Türkiye’nin ihracata dayalı bir ekonomi inşa edebilmesi için güçlü bir sanayi altyapısına ve rekabetçi üretim avantajlarına sahip olması gerekmektedir. Ancak mevcut durumda, bazı sektörlerde üretim maliyetlerinin yükselmesi nedeniyle firmalar alternatif üretim merkezlerine yönelmektedir. Özellikle tekstil sektörü, son yıllarda Mısır gibi ülkelere kaymış durumdadır. Bu gelişme, Türkiye’nin ihracata dayalı büyüme modeli konusunda halen yapısal zorluklarla karşı karşıya olduğunu göstermektedir.

Dış Politika ve Ekonomi Dengesi

Türkiye, uzun süredir bölgesel bir güç olma hedefiyle hareket etmekte ve dış politikasını bu doğrultuda şekillendirmektedir. Özellikle 2018 sonrası dönemde, ABD’nin Orta Doğu’dan çekilip Asya-Pasifik’e odaklanmasıyla ortaya çıkan boşluğu doldurma çabaları dikkat çekmektedir. Ancak ekonomi modelinin dış finansmana bağımlılığı, dış politika açısından manevra alanını daraltan bir unsur olarak öne çıkmaktadır.

Bu bağlamda, Mehmet Şimşek’in ekonomi yönetiminde ödemeler dengesi krizini önleme çabası, Türkiye’nin mevcut ekonomi modelinin sürdürülebilirliği açısından kritik bir önem taşımaktadır. Şimşek’in programı, şu an için başarılı bir şekilde ilerlemekte ve Merkez Bankası rezervleri toparlanmaktadır. Ancak ABD ile yaşanabilecek olası bir diplomatik gerilim veya küresel sermaye akışındaki değişimler, bu programın sürdürülebilirliğini tartışmalı hale getirebilir. Türkiye’de enflasyon ve ekonomik büyüme büyük ölçüde sermaye girişlerine bağımlı olduğu için, küresel finansal sistemdeki değişimler doğrudan iç dengeleri etkilemektedir.

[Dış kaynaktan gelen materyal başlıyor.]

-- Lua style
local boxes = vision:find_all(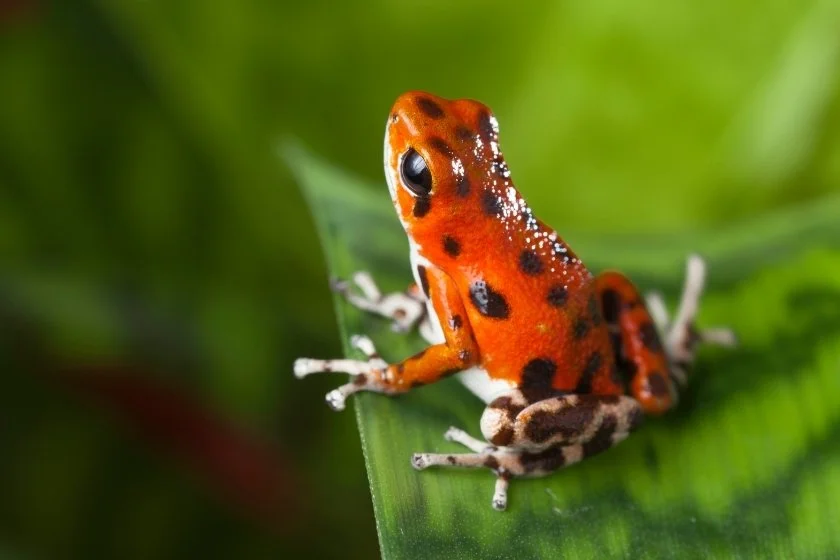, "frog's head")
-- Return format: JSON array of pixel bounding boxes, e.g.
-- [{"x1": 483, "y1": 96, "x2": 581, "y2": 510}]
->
[{"x1": 385, "y1": 91, "x2": 510, "y2": 242}]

Öte yandan, Türkiye son yıllarda Batı dışındaki finans kaynaklarına yönelerek bu kırılganlığı azaltmaya çalışmaktadır. Körfez ülkeleriyle yapılan swap anlaşmaları ve bölgesel finansman imkanları, ekonomiyi destekleyen unsurlar arasında yer almaktadır. Bu noktada, Türkiye’nin bölgesel finans merkezleriyle olan ilişkilerini güçlendirmesi, stratejik bir hamle olarak öne çıkmaktadır. Önümüzdeki dönemde, Körfez ülkeleri ile ekonomik ilişkilerin daha da derinleşmesi, yalnızca dış politikayı değil, Türkiye’nin ekonomik sürdürülebilirliğini de doğrudan etkileyecek gibi görünmektedir.

Sonuç: Daha Dengeli Bir Model Mümkün mü?

Türkiye’nin ekonomik ve siyasi manevra alanını genişletebilmesi için daha dengeli bir büyüme modeline ihtiyacı bulunmaktadır. Ne yalnızca sermaye girişlerine bağımlı bir büyüme modeli ne de tamamen ihracata dayalı bir strateji tek başına yeterli olacaktır. Küresel ekonomik dalgalanmalara karşı daha dayanıklı olabilmek için sanayi kapasitesini güçlendirmek, bölgesel ekonomik ilişkileri derinleştirmek ve dış politikada öngörülebilir adımlar atmak büyük önem taşımaktadır.

Önümüzdeki süreçte, ABD ile ilişkilerin seyri, Körfez bölgesi ile ekonomik bağların nasıl şekilleneceği ve Türkiye’nin sanayi politikalarının nasıl bir yön izleyeceği, ekonomi yönetiminin karşılaşacağı en büyük sınavlardan biri olacaktır.

Türkiye’nin uluslararası dengeler içinde kendi önceliklerini nasıl konumlandıracağı, ekonomik istikrar açısından belirleyici olmaya devam edecektir.